If your health check status code is set to “200” which is the default, you will want to make sure that the path you give is working in your web app and doesn’t do a forward or redirect to another path. Or else, you could change the success code under “Advanced health check settings”
4-Create a task definition
Go to the ECS console and click on “Task Definitions”. Select “Create task definition” and select “EC2” compatibility option. Give your task definition a name. Select “none” for the IAM role and “awsvpc” for the network mode. Under task size set “Task memory” as “256” and “CPU” as “512”. Scroll down and click on “Add container”.
Give the container a name and paste the image URI you copied earlier. For “Port mappings” add the container ports you want to use. The only one I’m using is port 80 of my container. Click on “Add” and you will be taken back to the task creation page. You should now see your container entry listed as part of the task definition. Scroll down and click on “Create”.
5-Create an ECS service
The last part of the process is creating an ECS service. Go to the empty cluster you created earlier and under “Services” click on “Create”. Select the “EC2” launch type, give your service a name and put in “2” for the number of tasks. Click on “Next”. Select your cluster VPC and all the subnets available. Under “Load balancing” select “Application Load Balancer”, then select the load balancer you just created. Now, select your container port and click on “Add to load balancer”. Select the listener port we created with the load balancer i.e “80:HTTP” and change the path pattern to the default path for your web app. In my case it is “/”. You will automatically be given a target group name. If not, type in one. Add the health check path as we did when creating the load balancer.
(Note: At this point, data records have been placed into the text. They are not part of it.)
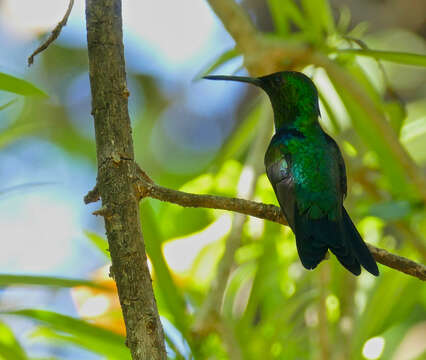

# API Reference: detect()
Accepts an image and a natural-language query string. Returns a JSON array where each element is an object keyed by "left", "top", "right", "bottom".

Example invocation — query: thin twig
[
  {"left": 129, "top": 172, "right": 426, "bottom": 281},
  {"left": 28, "top": 0, "right": 74, "bottom": 66},
  {"left": 193, "top": 101, "right": 272, "bottom": 334}
]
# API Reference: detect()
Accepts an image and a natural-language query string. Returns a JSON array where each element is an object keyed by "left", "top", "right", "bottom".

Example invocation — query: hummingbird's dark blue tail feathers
[
  {"left": 294, "top": 209, "right": 379, "bottom": 276},
  {"left": 294, "top": 216, "right": 361, "bottom": 275},
  {"left": 342, "top": 208, "right": 379, "bottom": 276}
]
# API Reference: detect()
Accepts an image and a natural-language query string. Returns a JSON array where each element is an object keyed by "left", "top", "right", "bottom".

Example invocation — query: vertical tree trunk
[{"left": 86, "top": 0, "right": 167, "bottom": 360}]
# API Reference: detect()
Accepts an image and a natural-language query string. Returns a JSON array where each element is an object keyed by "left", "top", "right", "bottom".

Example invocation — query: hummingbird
[{"left": 204, "top": 71, "right": 379, "bottom": 276}]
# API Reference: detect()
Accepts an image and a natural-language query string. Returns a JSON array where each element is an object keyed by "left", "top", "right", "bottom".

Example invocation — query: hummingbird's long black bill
[{"left": 203, "top": 75, "right": 262, "bottom": 87}]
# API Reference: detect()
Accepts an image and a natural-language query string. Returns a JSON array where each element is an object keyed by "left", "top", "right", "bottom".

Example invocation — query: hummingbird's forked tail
[
  {"left": 342, "top": 208, "right": 379, "bottom": 276},
  {"left": 294, "top": 208, "right": 379, "bottom": 276}
]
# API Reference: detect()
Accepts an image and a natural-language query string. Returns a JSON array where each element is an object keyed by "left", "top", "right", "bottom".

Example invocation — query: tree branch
[
  {"left": 85, "top": 0, "right": 167, "bottom": 360},
  {"left": 130, "top": 177, "right": 426, "bottom": 281}
]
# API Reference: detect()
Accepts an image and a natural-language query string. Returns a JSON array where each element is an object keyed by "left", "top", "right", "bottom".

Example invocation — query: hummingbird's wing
[{"left": 326, "top": 134, "right": 379, "bottom": 276}]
Skip to the review stage and click on “Create service”.
The number of tasks in a service should not be bigger than the number of available instances in the ECS cluster.
You’ll now see the ECS service placing tasks in the instances in the auto scaling group. You can see this under “Events” on the ECS service page. You’ll also see targets being registered inside the target group you just created on the EC2 console. You can monitor the health checks under the “Targets” section on your target group page.
If you want to see what’s happening inside your instances, you can connect to your instances using a session manager from the EC2 console and see the docker logs. Inside the instances you can view the ECS logs by typing in the following:
cat /var/log/ecs/ecs-agent.logTESTING IF IT WORKS
To see if your setup works go to your application load balancer and copy it’s DNS name. Paste it into a new browser tab and you should be able to access your web app!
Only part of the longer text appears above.